Hanging the key at the doorThe more the police digs into the case of a 26-year university student breaking into the Central Government Complex in downtown Seoul to change his score on a civil service examination, the more humiliating it has become for the government. It’s slack security is hard to believe.
The police discovered there was a simple explanation for how the man freely entered the Minister of Interior office and broke into a computer system. He didn’t have an insider accomplice. He was able to penetrate the office of the personnel management section of the Ministry of Interior because the door code was scribbled on the wall next to the keypad for anyone to see.
Maintenance staff confirmed the scribbled number had been there for some time. Instead of changing the security code regularly, the office more or less hung the key next to its door. This is the action of our central government, which has enjoyed boasting about being the most digitalized state in the world.

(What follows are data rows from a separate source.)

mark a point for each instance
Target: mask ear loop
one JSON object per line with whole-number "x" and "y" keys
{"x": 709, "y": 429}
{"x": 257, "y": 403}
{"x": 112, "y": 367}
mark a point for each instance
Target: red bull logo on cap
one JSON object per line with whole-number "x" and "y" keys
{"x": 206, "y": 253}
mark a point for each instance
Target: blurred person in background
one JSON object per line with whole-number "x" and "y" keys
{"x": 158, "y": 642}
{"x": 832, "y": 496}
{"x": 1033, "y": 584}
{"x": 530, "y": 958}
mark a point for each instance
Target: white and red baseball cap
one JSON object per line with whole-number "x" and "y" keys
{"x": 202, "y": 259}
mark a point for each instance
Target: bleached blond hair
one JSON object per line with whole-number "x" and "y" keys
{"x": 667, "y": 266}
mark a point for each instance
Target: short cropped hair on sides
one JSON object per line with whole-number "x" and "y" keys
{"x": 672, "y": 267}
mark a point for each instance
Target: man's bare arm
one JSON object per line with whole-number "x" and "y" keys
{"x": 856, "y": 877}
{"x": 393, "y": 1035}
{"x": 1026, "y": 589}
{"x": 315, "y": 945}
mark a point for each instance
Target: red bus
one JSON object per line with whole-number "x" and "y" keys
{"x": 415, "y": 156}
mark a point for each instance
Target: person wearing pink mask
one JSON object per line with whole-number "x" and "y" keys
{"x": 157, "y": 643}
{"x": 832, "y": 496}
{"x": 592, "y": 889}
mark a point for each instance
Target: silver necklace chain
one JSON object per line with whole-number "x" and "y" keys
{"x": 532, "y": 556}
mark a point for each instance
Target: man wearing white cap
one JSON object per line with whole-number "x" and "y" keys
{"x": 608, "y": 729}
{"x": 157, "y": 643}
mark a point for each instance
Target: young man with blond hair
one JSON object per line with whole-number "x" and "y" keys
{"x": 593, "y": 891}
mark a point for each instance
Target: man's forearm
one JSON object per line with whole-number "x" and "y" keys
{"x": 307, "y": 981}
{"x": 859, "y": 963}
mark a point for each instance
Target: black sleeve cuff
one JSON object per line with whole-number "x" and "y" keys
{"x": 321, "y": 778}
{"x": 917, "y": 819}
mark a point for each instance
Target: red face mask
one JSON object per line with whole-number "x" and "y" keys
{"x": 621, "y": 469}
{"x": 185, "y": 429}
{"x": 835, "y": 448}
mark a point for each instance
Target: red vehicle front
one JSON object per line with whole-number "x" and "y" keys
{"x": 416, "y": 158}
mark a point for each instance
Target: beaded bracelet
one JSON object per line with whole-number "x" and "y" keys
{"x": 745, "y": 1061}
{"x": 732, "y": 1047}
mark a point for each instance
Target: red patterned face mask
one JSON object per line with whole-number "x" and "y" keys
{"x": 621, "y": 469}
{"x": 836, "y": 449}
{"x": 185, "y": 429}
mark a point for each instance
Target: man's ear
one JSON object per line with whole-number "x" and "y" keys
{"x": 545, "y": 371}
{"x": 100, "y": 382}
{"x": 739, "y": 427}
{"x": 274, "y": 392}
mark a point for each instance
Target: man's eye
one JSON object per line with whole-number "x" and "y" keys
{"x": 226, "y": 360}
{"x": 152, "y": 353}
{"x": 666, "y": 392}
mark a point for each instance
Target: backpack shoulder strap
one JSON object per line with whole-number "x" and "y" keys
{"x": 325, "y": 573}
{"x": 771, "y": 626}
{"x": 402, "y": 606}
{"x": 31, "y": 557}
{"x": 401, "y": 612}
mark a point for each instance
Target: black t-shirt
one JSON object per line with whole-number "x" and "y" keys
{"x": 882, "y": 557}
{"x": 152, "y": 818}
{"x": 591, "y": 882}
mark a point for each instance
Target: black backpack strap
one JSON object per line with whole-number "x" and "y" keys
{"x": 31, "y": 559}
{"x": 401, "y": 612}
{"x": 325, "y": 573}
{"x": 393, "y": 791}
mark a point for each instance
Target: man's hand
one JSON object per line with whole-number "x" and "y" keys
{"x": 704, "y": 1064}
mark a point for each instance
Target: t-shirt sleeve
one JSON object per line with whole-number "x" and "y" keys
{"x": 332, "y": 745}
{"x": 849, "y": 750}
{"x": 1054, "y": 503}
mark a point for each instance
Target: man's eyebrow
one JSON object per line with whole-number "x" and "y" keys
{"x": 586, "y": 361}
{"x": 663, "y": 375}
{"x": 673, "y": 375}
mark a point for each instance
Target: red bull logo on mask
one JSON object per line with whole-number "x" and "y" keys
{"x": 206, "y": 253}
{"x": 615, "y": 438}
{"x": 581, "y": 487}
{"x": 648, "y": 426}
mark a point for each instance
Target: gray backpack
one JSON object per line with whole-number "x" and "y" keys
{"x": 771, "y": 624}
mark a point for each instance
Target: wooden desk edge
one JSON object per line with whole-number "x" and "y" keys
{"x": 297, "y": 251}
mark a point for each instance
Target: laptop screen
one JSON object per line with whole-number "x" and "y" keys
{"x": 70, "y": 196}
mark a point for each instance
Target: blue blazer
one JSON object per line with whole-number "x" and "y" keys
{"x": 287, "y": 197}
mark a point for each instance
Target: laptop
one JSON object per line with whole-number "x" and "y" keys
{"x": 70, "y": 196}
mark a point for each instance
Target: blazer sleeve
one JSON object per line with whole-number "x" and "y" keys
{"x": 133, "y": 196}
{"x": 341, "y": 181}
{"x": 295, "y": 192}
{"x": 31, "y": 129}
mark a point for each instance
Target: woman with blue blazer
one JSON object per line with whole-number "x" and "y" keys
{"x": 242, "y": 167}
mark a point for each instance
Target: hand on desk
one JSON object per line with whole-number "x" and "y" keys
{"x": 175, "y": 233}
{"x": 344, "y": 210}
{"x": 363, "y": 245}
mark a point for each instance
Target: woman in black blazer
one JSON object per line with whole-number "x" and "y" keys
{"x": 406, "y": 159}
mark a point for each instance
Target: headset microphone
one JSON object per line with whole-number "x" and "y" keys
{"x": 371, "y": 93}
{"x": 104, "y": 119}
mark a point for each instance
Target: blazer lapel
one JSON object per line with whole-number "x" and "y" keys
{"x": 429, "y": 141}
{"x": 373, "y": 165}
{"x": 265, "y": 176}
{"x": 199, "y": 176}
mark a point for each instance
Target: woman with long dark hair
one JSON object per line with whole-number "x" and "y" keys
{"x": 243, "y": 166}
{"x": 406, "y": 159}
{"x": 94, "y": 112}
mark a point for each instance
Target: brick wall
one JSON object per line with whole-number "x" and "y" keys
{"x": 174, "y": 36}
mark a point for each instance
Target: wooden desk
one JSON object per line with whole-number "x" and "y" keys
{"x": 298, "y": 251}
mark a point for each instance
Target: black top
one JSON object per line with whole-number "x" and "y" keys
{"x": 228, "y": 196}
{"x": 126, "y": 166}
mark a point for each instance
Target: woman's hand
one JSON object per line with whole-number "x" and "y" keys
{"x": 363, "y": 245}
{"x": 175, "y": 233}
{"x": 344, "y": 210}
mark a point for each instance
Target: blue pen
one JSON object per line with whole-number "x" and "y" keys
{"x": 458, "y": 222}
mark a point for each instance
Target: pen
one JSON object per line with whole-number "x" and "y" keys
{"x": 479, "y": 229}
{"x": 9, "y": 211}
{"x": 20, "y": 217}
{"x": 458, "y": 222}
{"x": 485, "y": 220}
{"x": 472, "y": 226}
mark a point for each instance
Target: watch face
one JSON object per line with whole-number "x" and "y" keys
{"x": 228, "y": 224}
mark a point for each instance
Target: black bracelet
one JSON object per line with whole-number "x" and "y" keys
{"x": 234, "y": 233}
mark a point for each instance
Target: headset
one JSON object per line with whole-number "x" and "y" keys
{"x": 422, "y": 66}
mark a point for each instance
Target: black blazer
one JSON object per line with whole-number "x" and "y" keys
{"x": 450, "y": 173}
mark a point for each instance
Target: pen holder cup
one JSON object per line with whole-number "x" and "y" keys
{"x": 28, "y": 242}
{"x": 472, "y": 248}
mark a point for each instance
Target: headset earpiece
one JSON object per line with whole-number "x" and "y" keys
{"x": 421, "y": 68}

The Ministry of Interior, which is in charge of running the personnel management office as well as the government building it is headquartered in, has been busy trying to cover up its laxness.
The personnel management section did not share the fact that the door code was on the wall with the police. Police discovered the number had been erased by the time they arrived on the scene.
Public officials are suspected to have erased the code and tried to hide the fact from the police in order to avoid any accountability. The personnel management section denied the existence of the scribbled number and the vice minister made no mention of it during a press briefing.
Law enforcement officials must get to the bottom of the case to discipline the people who have brought shame to the government. The government meanwhile must toughen security discipline.
Instead of coming up with makeshift actions every time an embarrassing incident takes place, the government should come up with regular guidelines and a system to upgrade its overall security awareness. Employing a biometrics-based authentication system could be an option. Most of all, bureaucrats should be shaken out of their complacent work and security habits.